Recognizing Ornaments in Vocal Indian Art Music with Active Annotation
This addresses a key bottleneck in music information retrieval for applications like pedagogy and genre classification, though it is incremental as it builds on existing methods with new data and annotations.
The paper tackled the problem of recognizing vocal ornaments in Indian classical music by introducing the Rāga Ornamentation Detection (ROD) dataset and a deep time-series model, achieving superior performance over a baseline CRNN.
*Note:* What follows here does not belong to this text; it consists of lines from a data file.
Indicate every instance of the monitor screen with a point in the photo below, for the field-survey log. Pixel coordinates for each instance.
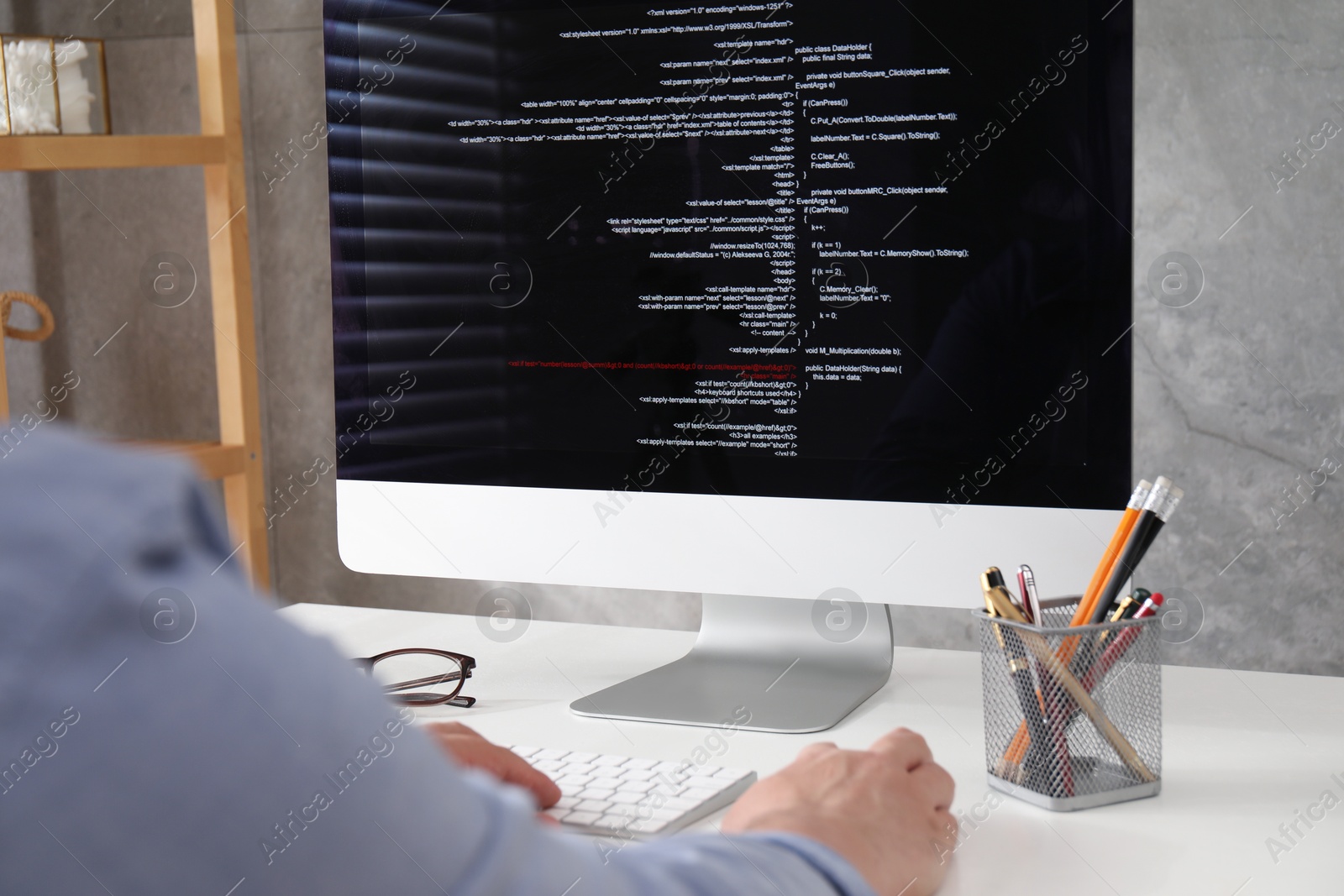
(819, 250)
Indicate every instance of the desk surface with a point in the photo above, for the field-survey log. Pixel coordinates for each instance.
(1243, 754)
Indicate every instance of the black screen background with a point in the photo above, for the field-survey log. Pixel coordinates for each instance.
(421, 223)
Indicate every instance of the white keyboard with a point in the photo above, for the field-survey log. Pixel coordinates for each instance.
(633, 799)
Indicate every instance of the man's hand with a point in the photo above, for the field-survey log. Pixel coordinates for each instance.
(884, 809)
(472, 750)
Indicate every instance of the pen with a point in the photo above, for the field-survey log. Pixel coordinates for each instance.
(1160, 503)
(1030, 597)
(1019, 671)
(1120, 645)
(1039, 649)
(1108, 559)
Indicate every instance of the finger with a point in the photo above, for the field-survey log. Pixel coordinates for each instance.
(934, 785)
(905, 746)
(512, 768)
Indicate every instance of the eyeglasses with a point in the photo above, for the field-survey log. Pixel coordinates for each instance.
(421, 676)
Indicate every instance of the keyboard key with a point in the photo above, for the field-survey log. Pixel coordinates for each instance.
(631, 797)
(635, 786)
(578, 768)
(550, 754)
(643, 765)
(582, 817)
(612, 822)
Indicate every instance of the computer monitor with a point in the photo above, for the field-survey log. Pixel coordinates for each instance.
(811, 308)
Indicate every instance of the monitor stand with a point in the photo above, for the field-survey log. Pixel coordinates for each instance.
(763, 664)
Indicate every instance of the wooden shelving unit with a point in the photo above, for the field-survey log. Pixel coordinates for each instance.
(237, 458)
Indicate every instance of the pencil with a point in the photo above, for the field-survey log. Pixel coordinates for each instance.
(1038, 647)
(1108, 559)
(1018, 748)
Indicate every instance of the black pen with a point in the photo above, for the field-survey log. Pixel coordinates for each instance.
(1160, 504)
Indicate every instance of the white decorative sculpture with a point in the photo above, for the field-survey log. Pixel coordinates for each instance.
(76, 98)
(30, 89)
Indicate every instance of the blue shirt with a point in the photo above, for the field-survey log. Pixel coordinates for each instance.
(205, 746)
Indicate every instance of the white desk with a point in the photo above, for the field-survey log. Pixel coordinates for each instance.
(1242, 754)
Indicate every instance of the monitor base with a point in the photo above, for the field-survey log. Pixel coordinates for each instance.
(763, 664)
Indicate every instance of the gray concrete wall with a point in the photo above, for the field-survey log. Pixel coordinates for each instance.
(1236, 396)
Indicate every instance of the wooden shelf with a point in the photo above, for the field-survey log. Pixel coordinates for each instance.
(214, 459)
(57, 152)
(237, 458)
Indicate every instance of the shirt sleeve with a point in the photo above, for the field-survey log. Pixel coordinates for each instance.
(161, 731)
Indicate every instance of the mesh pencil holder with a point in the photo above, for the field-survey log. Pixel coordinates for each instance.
(1073, 714)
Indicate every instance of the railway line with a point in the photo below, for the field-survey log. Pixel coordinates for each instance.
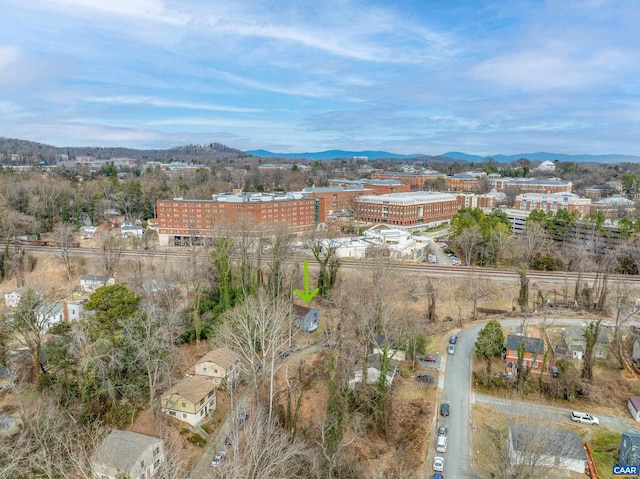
(421, 269)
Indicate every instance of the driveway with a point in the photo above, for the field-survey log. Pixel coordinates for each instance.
(457, 392)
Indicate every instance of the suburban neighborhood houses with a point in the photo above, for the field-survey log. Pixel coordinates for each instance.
(187, 328)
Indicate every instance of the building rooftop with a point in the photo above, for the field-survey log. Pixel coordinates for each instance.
(414, 198)
(122, 449)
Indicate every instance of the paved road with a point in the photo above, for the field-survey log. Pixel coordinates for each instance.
(457, 392)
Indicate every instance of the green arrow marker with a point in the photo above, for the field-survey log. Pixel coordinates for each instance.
(306, 295)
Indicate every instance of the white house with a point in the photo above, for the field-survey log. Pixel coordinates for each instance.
(90, 282)
(220, 365)
(634, 407)
(191, 400)
(127, 454)
(538, 446)
(374, 371)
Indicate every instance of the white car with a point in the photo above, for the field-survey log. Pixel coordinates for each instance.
(584, 418)
(218, 458)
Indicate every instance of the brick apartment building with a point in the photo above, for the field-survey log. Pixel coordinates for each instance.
(553, 202)
(532, 185)
(412, 211)
(376, 187)
(181, 221)
(415, 180)
(461, 182)
(337, 200)
(486, 201)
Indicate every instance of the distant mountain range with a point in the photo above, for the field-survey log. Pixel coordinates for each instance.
(455, 155)
(332, 154)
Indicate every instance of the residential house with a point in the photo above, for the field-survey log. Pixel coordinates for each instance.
(131, 229)
(634, 407)
(389, 345)
(220, 365)
(90, 231)
(544, 447)
(90, 282)
(49, 313)
(533, 352)
(374, 370)
(127, 454)
(576, 343)
(191, 400)
(306, 319)
(629, 449)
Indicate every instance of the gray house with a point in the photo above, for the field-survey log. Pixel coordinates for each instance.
(127, 454)
(306, 318)
(629, 449)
Ornamentations, embellishments, or microtonal inflections are essential to melodic expression across many musical traditions, adding depth, nuance, and emotional impact to performances. Recognizing ornamentations in singing voices is key to MIR, with potential applications in music pedagogy, singer identification, genre classification, and controlled singing voice generation. However, the lack of annotated datasets and specialized modeling approaches remains a major obstacle for progress in this research area. In this work, we introduce Rāga Ornamentation Detection (ROD), a novel dataset comprising Indian classical music recordings curated by expert musicians. The dataset is annotated using a custom Human-in-the-Loop tool for six vocal ornaments marked as event-based labels. Using this dataset, we develop an ornamentation detection model based on deep time-series analysis, preserving ornament boundaries during the chunking of long audio recordings. We conduct experiments using different train-test configurations within the ROD dataset and also evaluate our approach on a separate, manually annotated dataset of Indian classical concert recordings. Our experimental results support the superior performance of our proposed approach over the baseline CRNN.